Use this file to discover all available pages before exploring further.

Speed and volume controls are temporarily disabled on sonic-3.5 — will be re-enabled soon. They remain available on sonic-3 snapshots; if you rely on speed or volume augmentation today, pin to sonic-3.
Sonic provides controls for the speed, volume, and emotion of generated speech. These are available on play.cartesia.ai using the UI controls, by passing a generation_config parameter, or by using SSML tags within the transcript.
Sonic interprets these parameters as guidance rather than strict adjustments, to ensure natural speech. Test against your content to confirm the output matches your expectations.

Speed and volume controls

Guide the speed and volume of a TTS generation with the generation_config.speed and generation_config.volume parameters.
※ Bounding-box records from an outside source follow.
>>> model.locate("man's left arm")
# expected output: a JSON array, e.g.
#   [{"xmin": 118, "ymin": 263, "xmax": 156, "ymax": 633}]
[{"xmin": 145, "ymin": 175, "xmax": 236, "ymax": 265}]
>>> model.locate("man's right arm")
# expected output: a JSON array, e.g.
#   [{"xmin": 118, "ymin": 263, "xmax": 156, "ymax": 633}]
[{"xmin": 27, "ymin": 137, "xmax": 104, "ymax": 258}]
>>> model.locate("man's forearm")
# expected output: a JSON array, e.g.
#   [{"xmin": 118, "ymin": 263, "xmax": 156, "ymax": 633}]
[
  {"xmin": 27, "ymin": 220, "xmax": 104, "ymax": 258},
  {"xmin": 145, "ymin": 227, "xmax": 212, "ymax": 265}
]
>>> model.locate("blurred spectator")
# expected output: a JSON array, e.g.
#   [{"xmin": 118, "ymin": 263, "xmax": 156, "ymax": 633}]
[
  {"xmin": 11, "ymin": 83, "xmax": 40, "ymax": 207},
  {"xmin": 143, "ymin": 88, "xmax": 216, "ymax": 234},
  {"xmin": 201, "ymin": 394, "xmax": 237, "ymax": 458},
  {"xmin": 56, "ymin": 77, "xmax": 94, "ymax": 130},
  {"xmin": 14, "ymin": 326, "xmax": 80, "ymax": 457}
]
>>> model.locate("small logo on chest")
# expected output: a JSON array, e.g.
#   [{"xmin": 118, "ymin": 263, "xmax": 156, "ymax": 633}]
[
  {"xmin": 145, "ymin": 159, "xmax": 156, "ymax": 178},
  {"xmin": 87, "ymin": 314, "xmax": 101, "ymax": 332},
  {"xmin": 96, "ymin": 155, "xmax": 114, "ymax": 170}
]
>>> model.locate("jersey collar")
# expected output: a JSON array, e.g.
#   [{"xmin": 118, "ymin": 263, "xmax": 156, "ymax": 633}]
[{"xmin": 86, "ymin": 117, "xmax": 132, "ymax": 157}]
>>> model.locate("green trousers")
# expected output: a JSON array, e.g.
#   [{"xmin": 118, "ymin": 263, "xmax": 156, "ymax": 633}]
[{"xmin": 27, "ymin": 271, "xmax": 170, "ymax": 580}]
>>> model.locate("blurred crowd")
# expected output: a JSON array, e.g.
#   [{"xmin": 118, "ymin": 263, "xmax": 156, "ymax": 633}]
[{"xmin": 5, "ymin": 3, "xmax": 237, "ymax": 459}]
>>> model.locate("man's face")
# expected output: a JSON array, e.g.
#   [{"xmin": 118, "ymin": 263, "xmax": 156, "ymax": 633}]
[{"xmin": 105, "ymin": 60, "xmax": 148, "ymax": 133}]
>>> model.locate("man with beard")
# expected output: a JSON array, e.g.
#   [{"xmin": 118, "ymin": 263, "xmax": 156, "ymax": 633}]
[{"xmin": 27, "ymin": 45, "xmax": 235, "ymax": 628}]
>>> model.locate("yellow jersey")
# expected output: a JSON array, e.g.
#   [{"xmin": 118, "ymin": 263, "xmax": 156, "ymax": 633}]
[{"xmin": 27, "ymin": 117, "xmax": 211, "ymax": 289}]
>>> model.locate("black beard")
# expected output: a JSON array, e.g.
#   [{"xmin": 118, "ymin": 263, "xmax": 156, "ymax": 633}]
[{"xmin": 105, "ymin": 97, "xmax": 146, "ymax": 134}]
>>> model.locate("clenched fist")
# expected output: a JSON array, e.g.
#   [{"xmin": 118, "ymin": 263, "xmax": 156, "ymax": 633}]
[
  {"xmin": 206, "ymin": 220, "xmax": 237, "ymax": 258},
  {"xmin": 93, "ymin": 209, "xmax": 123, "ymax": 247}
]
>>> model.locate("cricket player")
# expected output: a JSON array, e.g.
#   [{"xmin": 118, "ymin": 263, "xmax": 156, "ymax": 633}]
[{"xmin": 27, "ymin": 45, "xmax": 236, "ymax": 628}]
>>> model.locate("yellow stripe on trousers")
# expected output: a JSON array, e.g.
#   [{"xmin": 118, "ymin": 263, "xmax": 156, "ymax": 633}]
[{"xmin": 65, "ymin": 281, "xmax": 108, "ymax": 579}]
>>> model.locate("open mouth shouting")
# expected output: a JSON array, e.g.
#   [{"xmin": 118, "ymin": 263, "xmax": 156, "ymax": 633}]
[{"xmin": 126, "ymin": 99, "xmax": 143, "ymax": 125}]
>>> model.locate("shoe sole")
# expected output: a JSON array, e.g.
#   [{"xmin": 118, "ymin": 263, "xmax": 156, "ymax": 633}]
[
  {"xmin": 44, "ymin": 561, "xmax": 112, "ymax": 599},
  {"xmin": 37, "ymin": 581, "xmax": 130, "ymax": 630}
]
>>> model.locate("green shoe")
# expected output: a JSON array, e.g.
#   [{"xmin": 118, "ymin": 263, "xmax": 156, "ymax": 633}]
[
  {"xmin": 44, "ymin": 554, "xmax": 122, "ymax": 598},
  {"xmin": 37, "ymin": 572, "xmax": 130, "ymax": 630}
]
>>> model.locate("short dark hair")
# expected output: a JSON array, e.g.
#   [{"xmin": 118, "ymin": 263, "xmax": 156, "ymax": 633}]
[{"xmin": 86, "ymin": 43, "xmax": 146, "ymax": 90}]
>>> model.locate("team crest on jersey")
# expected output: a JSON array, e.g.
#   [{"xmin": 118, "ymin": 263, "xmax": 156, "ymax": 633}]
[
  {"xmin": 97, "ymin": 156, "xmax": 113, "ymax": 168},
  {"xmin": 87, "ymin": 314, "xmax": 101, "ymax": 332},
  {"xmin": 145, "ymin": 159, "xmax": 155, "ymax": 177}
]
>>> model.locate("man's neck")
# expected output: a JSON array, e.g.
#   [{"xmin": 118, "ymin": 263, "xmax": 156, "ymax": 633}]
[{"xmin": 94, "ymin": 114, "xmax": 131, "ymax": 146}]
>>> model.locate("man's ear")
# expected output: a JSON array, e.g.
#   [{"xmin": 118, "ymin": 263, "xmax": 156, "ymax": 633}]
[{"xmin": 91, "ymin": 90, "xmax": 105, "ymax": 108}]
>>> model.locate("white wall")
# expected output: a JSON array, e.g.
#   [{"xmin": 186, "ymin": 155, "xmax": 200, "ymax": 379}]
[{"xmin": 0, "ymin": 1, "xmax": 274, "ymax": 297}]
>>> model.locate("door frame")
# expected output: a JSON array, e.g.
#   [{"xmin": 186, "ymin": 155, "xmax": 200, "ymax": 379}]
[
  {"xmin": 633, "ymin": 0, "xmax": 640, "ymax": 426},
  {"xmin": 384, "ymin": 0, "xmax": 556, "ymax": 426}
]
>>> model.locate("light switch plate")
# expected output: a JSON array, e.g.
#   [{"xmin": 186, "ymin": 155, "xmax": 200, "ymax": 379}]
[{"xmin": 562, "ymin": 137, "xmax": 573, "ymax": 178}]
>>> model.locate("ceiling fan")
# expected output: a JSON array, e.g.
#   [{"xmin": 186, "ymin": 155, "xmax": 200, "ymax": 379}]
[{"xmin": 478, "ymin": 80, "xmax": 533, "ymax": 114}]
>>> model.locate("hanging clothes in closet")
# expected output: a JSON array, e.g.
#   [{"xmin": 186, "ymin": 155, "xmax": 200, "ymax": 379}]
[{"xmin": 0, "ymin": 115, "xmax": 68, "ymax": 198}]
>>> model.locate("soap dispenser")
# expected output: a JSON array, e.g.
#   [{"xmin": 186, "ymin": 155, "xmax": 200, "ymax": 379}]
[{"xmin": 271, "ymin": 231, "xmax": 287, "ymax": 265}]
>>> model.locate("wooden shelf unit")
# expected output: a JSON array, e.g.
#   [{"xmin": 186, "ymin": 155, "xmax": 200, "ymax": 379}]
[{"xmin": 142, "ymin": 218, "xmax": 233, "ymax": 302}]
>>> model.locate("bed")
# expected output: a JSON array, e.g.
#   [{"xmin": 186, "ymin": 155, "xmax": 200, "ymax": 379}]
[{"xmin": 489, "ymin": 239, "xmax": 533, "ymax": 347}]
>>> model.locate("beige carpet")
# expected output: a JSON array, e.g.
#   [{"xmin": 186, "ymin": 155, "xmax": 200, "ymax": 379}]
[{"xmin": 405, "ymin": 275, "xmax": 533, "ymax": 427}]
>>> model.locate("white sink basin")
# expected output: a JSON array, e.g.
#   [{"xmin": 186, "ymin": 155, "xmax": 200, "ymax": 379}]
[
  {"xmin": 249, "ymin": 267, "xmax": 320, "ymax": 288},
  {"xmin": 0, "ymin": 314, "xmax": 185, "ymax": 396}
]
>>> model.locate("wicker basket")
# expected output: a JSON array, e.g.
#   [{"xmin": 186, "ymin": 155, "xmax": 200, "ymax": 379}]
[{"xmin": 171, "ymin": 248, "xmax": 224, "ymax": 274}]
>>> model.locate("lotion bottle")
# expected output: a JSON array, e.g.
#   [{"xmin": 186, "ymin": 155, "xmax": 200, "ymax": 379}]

These values are roughly a multiplier on the default — for example, 1.5 generates audio at 1.5x the default speed.
generation_config.speed
number
The speed of the generation, ranging from 0.6 to 1.5.
generation_config.volume
number
The volume of the generation, ranging from 0.5 to 2.0.
You can also specify these inside the transcript itself using SSML:
<speed ratio="1.5"/> I like to speak quickly because it makes me sound smart.
<volume ratio="1.5"/> And I can be loud, too!

Emotion controls Beta

By default, the model interprets the emotional subtext in the provided transcript. Guide the emotion of a TTS generation — like a director providing guidance to an actor — using the generation_config.emotion parameter.
Emotion tags push the model to be more emotive, but only work when the emotion is consistent with the transcript. The mismatch below is unlikely to work well:
<emotion value="sad"/> I'm so excited!
generation_config.emotion
string
The emotional guidance for a generation, one of the emotions below.
The primary emotions, for which we have the most data and produce the best results, are: neutral, angry, excited, content, sad, and scared. The complete list of available emotions is: happy, excited, enthusiastic, elated, euphoric, triumphant, amazed, surprised, flirtatious, joking/comedic, curious, content, peaceful, serene, calm, grateful, affectionate, trust, sympathetic, anticipation, mysterious, angry, mad, outraged, frustrated, agitated, threatened, disgusted, contempt, envious, sarcastic, ironic, sad, dejected, melancholic, disappointed, hurt, guilty, bored, tired, rejected, nostalgic, wistful, apologetic, hesitant, insecure, confused, resigned, anxious, panicked, alarmed, scared, neutral, proud, confident, distant, skeptical, contemplative, determined. The voices with the best emotional response are:
  • Leo (id: 0834f3df-e650-4766-a20c-5a93a43aa6e3)
  • Jace (id: 6776173b-fd72-460d-89b3-d85812ee518d)
  • Kyle (id: c961b81c-a935-4c17-bfb3-ba2239de8c2f)
  • Gavin (id: f4a3a8e4-694c-4c45-9ca0-27caf97901b5)
  • Maya (id: cbaf8084-f009-4838-a096-07ee2e6612b1)
  • Tessa (id: 6ccbfb76-1fc6-48f7-b71d-91ac6298247b)
  • Dana (id: cc00e582-ed66-4004-8336-0175b85c85f6)
  • Marian (id: 26403c37-80c1-4a1a-8692-540551ca2ae5)
View the full list of emotive voices in our Voice Library. You can also use SSML tags for emotions:
<emotion value="angry"/> How dare you speak to me like I'm just a robot!

Nonverbalisms

Insert [laughter] in your transcript to make the model laugh. We plan to add more non-speech verbalisms like sighs and coughs in future releases.